Examples: Animal Planet, Oreo, and Willy Wonka Candy Co.
Primary Color Palettes
All colors are built on the foundation of red, yellow, and blue. Try using white to break up the vivid, saturated colors or restricting one color to a limited area. You may also go with only two colors instead of the whole trio.
Examples: Burger King, Ikea, McDonald’s, and Pepsi
Secondary and Tertiary Color Palettes
Primary colors are usually blended into other hues to create secondary colors. Tertiary colors are created by combining the primary color with a secondary color that is close by. Red and orange, for example, make red-orange, whereas yellow and orange make yellow-orange. Secondary and tertiary colors, like primary colors, are uniformly dispersed across the color wheel. As a result, they provide visual equilibrium.

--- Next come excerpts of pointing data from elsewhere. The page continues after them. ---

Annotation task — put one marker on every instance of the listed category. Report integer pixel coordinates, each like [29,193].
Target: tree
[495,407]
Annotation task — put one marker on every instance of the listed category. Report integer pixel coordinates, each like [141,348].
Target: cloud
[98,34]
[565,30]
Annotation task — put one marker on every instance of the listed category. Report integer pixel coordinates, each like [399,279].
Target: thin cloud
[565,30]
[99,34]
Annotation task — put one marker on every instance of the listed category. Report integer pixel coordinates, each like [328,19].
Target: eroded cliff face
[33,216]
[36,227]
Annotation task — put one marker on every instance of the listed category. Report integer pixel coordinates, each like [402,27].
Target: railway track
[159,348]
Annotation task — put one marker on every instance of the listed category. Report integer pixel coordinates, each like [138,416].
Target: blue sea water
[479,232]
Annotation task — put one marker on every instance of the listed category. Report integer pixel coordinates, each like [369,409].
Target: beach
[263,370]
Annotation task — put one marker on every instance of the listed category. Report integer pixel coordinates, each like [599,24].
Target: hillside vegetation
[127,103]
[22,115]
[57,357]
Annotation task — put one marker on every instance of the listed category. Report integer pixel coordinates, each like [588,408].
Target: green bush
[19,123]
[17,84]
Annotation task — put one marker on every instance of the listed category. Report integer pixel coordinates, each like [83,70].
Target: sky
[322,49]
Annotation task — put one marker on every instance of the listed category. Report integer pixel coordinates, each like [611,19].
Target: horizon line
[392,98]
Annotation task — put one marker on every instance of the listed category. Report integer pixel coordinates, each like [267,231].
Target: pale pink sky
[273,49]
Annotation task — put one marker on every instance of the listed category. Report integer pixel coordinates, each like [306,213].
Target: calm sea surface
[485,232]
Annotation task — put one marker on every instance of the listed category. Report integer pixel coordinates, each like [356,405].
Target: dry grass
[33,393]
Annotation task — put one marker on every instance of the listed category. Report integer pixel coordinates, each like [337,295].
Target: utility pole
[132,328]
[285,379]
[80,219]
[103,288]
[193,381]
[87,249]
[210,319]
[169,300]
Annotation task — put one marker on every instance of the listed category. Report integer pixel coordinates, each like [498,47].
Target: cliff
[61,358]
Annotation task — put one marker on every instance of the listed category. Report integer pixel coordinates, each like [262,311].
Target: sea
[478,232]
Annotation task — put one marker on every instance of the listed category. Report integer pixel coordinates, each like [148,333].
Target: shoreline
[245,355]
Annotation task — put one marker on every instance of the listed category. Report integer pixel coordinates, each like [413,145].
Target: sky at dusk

Example: Phoenix Suns, FedEx, and Slack
Complementary Color Palettes
Have you ever marvel why the most popular Christmas colors are red and green? They work well together. On the color wheel, complementary colors are the opposite: blue and orange, yellow and purple. All have a warm and cool hue combination, which satisfies our innate craving for contrast.
Examples: Mountain Dew, Taco Bell, and Mozilla Firefox
Analogous Color Palettes
Do you want to see less contrast? A color combined with two (or four) neighboring colors in an analogous pattern. Assume you began with yellow-green. Yellow and green, like in the BP logo, are the two adjacent hues. For gradient logos, analogous color schemes are a common choice.
Examples: BP, Instagram, and Mastercard
Changing a color’s tone and saturation might help you customize a palette to match your brand. Do you want to be daring? Increase the contrast and saturation of your image. Do you prefer a more conservative appearance? Reduce the number of colors used or their intensity.
Allow your logo’s style to decide how much or how little color you employ. A single color can have a significant impact on a minimalist logo, whereas mascots and shields are frequently detailed. Maintain the design’s readability as much as possible.
Consider how you’ll use color to break up the pattern. Brands like NBC and Google demonstrate that you can mix and match colors.
The possibilities for color combinations are limitless. It’s up to you to come up with a color scheme that conveys a strong message about your company.